O rabo de cavalo prateado, os óculos de sol pretos que escondiam o olhar, a camisa puramente branca com colarinhos marcados, o fato escuro e as luvas que cobriam parcialmente as mãos: o “uniforme” perfeitamente pensado de Karl Lagerfeld nunca foi uma mera combinação de peças. Lagerfeld vivia e respirava Moda, mas o seu próprio estilo manteve-se surpreendentemente constante, especialmente considerando que foi o responsável por reinventar a Chanel estação após estação e que posicionou a maison na sua era mais entusiasmante e fascinante. Mas porque é que alguém no comando de uma indústria construída tantas vezes sobre a mudança e a novidade escolheria manter-se visualmente tão igual, sem quaisquer inovações? A imagem do kaiser (imperador, em alemão) era uma declaração assertiva de identidade, uma armadura cuidadosa que permitiu que, mesmo que fosse reduzido a silhuetas, a sua essência distintiva pudesse ser reconhecida muito para lá da Rue Cambon, a sede da Chanel, e chegasse a qualquer parte do mundo. Com autoridade, mistério e um sentido inabalável de si próprio, o criador alemão construiu um legado muito além do seu look quase monocromático mas, simultaneamente, fê-lo ancorando-se nele.

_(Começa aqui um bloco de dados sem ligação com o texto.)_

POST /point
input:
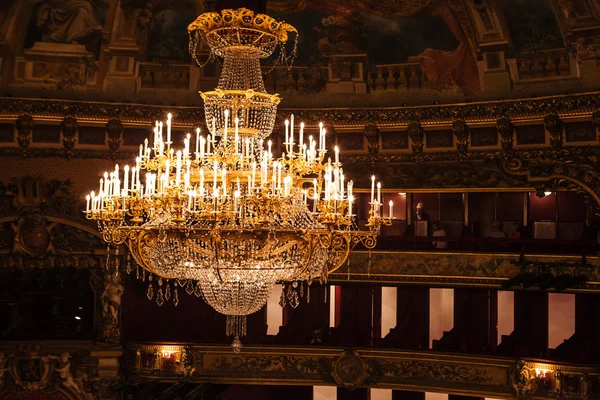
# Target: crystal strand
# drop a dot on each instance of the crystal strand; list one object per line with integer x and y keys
{"x": 117, "y": 261}
{"x": 168, "y": 292}
{"x": 160, "y": 298}
{"x": 128, "y": 270}
{"x": 150, "y": 293}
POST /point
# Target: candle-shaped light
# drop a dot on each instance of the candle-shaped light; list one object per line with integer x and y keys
{"x": 169, "y": 116}
{"x": 287, "y": 132}
{"x": 126, "y": 178}
{"x": 315, "y": 195}
{"x": 292, "y": 133}
{"x": 350, "y": 201}
{"x": 160, "y": 142}
{"x": 226, "y": 123}
{"x": 215, "y": 171}
{"x": 372, "y": 188}
{"x": 178, "y": 169}
{"x": 198, "y": 141}
{"x": 236, "y": 135}
{"x": 320, "y": 135}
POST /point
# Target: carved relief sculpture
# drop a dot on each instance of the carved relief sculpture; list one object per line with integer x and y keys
{"x": 25, "y": 126}
{"x": 553, "y": 125}
{"x": 372, "y": 135}
{"x": 64, "y": 371}
{"x": 506, "y": 130}
{"x": 111, "y": 305}
{"x": 596, "y": 121}
{"x": 461, "y": 132}
{"x": 68, "y": 21}
{"x": 69, "y": 128}
{"x": 416, "y": 134}
{"x": 114, "y": 127}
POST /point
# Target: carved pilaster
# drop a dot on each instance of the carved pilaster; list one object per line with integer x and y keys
{"x": 114, "y": 127}
{"x": 372, "y": 135}
{"x": 554, "y": 126}
{"x": 70, "y": 129}
{"x": 596, "y": 121}
{"x": 506, "y": 130}
{"x": 416, "y": 135}
{"x": 461, "y": 132}
{"x": 25, "y": 126}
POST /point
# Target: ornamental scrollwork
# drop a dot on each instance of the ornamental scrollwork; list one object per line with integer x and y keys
{"x": 69, "y": 129}
{"x": 416, "y": 135}
{"x": 554, "y": 126}
{"x": 523, "y": 379}
{"x": 25, "y": 126}
{"x": 506, "y": 130}
{"x": 460, "y": 130}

Independentemente de ser uma declaração de estilo ou uma masterclass de branding, Karl mostrou-nos o poder de ter uma imagem distintiva, e não foi o único a fazê-lo — veja-se o exemplo de Tom Ford e o seu imaculado fato ou de Anna Wintour com o icónico bob e enormes óculos de sol. Por certo que estas grandes figuras da Moda fizeram-no de forma muito mais estilosa do que nomes como Steve Jobs e Mark Zuckerberg, com os jeans e a gola-alta preta do primeiro ou a t-shirt despojada do segundo. Estas peças que os génios de Silicon Valley usam diariamente tornaram-se os espelhos das suas identidades visuais, ainda que com muito menos pompa e circunstância quando comparados com Lagerfeld, Ford ou Wintour. O estilo assinatura — que aqui poderemos convenientemente apelidar de “uniforme” — pode ser visto como redutor para alguns, porém tal nem sempre é verdade e, quando bem aplicado, faz sobressair uma persona inigualável. Contudo, e antes de tudo isso, vale a pena explorar os conceitos de coesão entre grupos, já que o “uniforme” pode trazer tanto um sentido de comunidade como o poder de distinção.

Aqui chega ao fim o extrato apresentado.